Бенедикта заперли в темной узкой каморке, в которой он не мог встать в полный рост. Из маленького грязного иллюминатора падал свет, и вид потрясал, как и обещал Хейм. В груди у генерала возникла черная дыра. Хеймдалль сковал снег и лед. Почти наверняка по улицам бродят драугры, разрывая на части не успевших сбежать, заражая смертельной болезнью. Хейм мог в любой момент захватить власть в воцарившемся хаосе, но, смешно, ждал смерти Матери Ринфе, что должно было случиться в любой момент.

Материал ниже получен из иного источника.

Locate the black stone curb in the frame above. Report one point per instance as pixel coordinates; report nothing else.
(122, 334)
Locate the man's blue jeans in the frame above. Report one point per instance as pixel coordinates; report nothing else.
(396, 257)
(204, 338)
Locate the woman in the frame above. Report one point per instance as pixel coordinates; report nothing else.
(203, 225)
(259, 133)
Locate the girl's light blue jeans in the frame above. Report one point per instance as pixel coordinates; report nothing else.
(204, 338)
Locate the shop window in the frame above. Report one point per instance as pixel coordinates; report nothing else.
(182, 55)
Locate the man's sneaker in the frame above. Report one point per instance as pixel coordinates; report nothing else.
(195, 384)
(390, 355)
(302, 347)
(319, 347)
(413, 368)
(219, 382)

Подготовив старому другу участь более жестокую, чем смерть, - наблюдать как медленно умирает то, за что он боролся, что строил и выращивал, Хейм все еще хотел стать законным правителем Асгарда.

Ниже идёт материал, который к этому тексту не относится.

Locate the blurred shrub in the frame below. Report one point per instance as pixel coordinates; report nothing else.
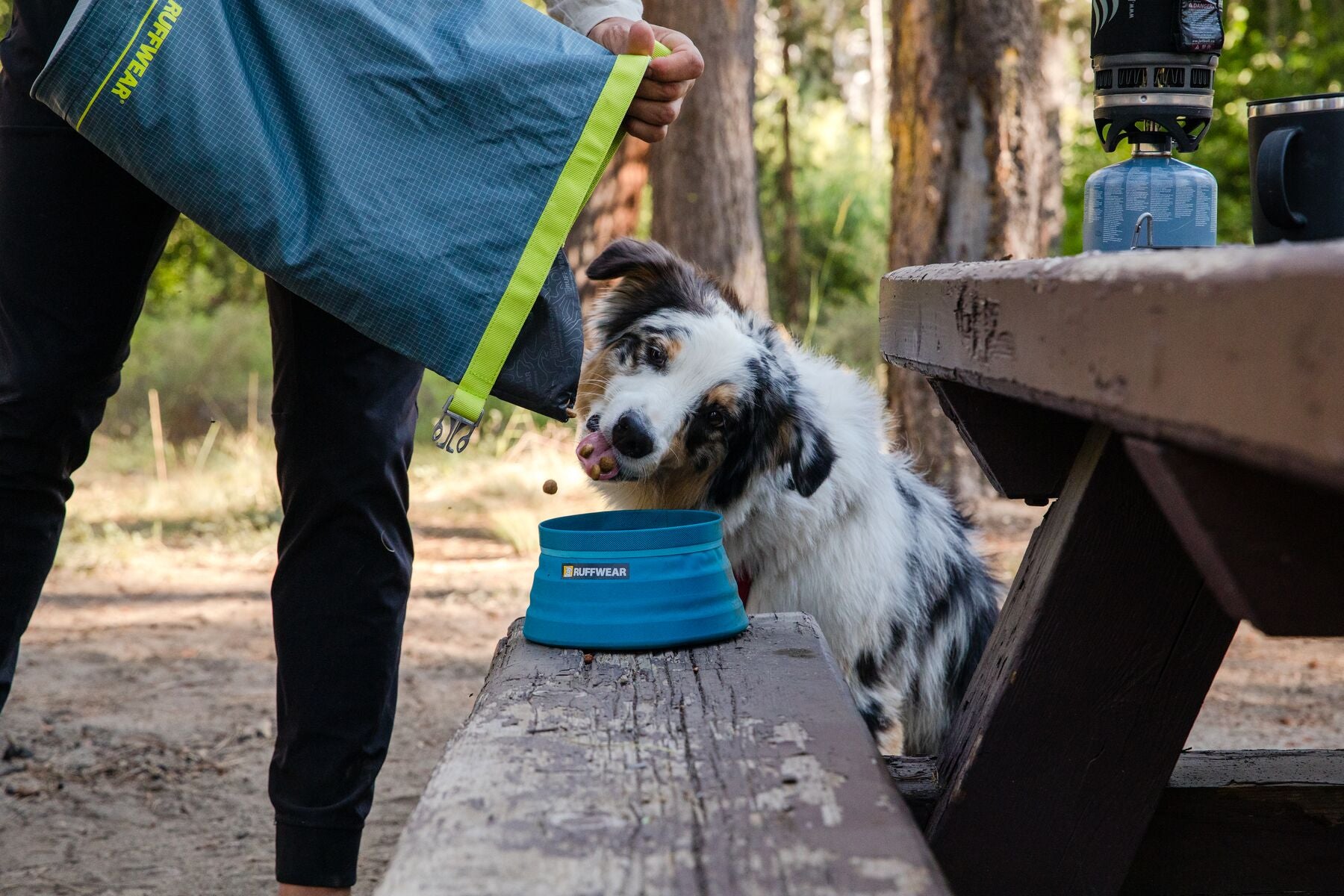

Прошло пять дней и, благодаря стараниям доктора Ай, тело выздоравливало, а вот разум, кажется, помутился. Бена мучили жуткие кошмары, наполненные холодом, тьмой и окровавленными Ларой и Скай, которые визжали, как драугры, и отрывали от него куски плоти, а он плакал и просил их не уходить. Просыпаясь в поту и лихорадке, он хватался за сбившуюся повязку на глазнице и подскакивал на жестком матрасе. Еду с лекарствами приносил турс-наемник и разговорить его было невозможно. Наблюдая в иллюминатор то, как Утградовый холод сковывает город, Бен начал сходить с ума от недостатка информации и отчаяния. Ему чудилось, что Скай шепчет его имя. Как она? Что делает одна? Ради благополучия дома она способна на любое безумство… Нет, только бы она не решилась, только бы не подумала об этом! Бен мерил шагами камеру, задевая головой поток, и думал, думал, думал до тех пор, пока боль из виска не пронзала сердце острой иглой. Тяжело дыша и потея, он бессильно бросался на тяжелую дверь, разбивая кулаки в кровь.
На шестой день вместо хмурого охранника поднос с кашей и куском хлеба принесла Санни.
- Вы совсем не едите, - она печально покачала головой, указывая на почти не тронутый завтрак. – Чтобы выздороветь – нужно хорошо питаться, Ангейя-ас.